Who can benefit from Learning Point Group services
Learning Point Group services benefit emerging leaders frontline managers senior leaders and entire teams looking to improve leadership effectiveness and organizational performance.
What is included in Learning Point Group Smart Pass program
The Smart Pass program provides access to a variety of leadership development resources including live sessions on demand content and ongoing learning opportunities for continuous growth.
How does Learning Point Group measure leadership success
Learning Point Group measures leadership success by evaluating behavioral changes performance improvements and the overall impact of development programs on individuals and teams.

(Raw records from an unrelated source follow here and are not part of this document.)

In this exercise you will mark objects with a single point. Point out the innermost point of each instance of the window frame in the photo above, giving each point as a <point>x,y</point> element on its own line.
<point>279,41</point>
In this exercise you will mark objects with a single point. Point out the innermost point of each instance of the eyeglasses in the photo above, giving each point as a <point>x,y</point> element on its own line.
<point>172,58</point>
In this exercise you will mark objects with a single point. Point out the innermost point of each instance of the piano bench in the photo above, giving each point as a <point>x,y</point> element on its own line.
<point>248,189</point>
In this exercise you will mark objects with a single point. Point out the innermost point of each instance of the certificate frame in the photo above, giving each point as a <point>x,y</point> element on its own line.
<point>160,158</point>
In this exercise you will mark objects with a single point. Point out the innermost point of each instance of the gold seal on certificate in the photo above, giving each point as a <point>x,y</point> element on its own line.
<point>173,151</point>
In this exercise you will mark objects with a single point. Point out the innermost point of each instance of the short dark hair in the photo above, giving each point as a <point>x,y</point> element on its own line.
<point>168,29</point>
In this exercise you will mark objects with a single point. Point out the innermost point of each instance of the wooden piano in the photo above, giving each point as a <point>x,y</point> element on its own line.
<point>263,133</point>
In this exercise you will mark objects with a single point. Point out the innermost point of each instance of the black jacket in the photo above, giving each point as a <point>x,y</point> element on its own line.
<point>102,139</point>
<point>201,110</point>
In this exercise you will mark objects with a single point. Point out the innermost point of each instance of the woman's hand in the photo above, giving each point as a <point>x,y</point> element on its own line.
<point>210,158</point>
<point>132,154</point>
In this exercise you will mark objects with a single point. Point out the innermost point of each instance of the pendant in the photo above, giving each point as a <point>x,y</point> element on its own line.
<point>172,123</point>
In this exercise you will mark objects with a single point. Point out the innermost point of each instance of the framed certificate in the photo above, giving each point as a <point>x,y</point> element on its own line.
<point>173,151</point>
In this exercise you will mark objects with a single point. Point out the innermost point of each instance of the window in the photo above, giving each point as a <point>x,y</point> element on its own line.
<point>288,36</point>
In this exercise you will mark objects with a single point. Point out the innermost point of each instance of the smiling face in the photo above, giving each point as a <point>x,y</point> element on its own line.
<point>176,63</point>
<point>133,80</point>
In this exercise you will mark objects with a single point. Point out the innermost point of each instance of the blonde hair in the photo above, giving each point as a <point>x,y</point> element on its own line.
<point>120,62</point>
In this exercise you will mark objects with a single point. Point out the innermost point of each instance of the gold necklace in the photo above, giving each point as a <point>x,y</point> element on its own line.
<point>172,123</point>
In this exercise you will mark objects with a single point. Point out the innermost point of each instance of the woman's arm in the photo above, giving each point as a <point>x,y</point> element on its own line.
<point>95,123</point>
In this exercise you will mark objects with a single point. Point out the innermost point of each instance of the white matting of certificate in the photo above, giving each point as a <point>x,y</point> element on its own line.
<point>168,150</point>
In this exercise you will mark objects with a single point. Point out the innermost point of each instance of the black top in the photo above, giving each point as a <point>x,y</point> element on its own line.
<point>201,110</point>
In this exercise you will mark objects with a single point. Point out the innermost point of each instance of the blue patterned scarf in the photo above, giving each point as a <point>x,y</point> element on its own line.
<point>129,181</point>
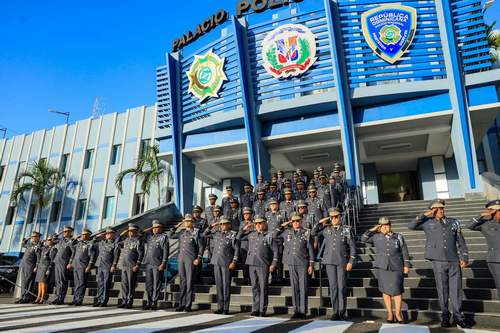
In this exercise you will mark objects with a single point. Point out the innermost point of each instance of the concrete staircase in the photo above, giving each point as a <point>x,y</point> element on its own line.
<point>420,297</point>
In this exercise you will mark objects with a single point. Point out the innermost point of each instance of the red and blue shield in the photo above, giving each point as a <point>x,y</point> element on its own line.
<point>389,30</point>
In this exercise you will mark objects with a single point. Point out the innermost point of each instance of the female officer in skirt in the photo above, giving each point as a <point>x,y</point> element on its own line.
<point>392,261</point>
<point>43,269</point>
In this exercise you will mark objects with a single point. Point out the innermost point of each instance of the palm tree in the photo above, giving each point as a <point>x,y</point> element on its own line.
<point>40,179</point>
<point>149,170</point>
<point>493,40</point>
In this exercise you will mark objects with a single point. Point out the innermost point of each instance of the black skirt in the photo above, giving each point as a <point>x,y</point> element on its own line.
<point>390,282</point>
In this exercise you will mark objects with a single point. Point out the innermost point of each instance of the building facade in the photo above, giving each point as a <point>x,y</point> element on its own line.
<point>403,93</point>
<point>89,153</point>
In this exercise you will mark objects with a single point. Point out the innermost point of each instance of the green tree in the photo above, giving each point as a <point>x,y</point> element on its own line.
<point>40,179</point>
<point>493,40</point>
<point>149,170</point>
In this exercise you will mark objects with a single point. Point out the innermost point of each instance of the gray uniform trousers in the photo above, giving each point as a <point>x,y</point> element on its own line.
<point>300,284</point>
<point>186,274</point>
<point>337,281</point>
<point>448,277</point>
<point>495,271</point>
<point>80,283</point>
<point>154,279</point>
<point>104,278</point>
<point>260,290</point>
<point>223,282</point>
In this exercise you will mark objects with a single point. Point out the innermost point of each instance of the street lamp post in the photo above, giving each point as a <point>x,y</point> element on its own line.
<point>61,113</point>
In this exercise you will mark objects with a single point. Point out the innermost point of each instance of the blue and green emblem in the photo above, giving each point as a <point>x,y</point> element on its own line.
<point>389,30</point>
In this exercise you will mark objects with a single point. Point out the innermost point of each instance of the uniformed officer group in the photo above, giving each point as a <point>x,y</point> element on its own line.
<point>277,222</point>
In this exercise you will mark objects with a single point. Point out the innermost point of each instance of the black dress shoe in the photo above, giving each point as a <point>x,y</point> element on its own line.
<point>462,324</point>
<point>445,323</point>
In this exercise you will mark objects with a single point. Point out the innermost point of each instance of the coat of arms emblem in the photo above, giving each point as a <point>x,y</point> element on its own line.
<point>206,75</point>
<point>389,30</point>
<point>289,50</point>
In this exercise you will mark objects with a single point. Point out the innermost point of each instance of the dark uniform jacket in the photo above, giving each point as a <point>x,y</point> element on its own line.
<point>225,247</point>
<point>190,244</point>
<point>132,251</point>
<point>391,250</point>
<point>444,238</point>
<point>31,253</point>
<point>339,244</point>
<point>298,249</point>
<point>490,228</point>
<point>260,247</point>
<point>156,249</point>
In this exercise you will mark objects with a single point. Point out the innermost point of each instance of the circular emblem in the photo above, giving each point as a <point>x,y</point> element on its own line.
<point>289,51</point>
<point>206,75</point>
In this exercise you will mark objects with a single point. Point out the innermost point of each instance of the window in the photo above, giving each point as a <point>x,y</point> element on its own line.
<point>56,211</point>
<point>80,210</point>
<point>31,214</point>
<point>139,203</point>
<point>144,145</point>
<point>88,158</point>
<point>64,163</point>
<point>10,215</point>
<point>2,171</point>
<point>115,154</point>
<point>109,204</point>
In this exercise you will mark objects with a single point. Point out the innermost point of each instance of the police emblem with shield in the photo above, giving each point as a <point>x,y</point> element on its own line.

What is the Learning Point Group leadership boot camp
The leadership boot camp is an intensive program designed to build core leadership skills through practical training exercises real world application and guided development.
How does Learning Point Group customize training for organizations
Learning Point Group customizes training by aligning programs with an organizations goals culture and challenges ensuring that learning solutions are relevant and impactful.
Where is Learning Point Group located?
The Learning Point Group is conveniently located at 10000 NE 7th Ave #400, Vancouver, WA 98685. You can easily find directions on Google Maps or call at (435) 288-2829 Monday through Friday 9:00am to 6:00pm, Closed Saturday & Sunday.
How can I contact Learning Point Group?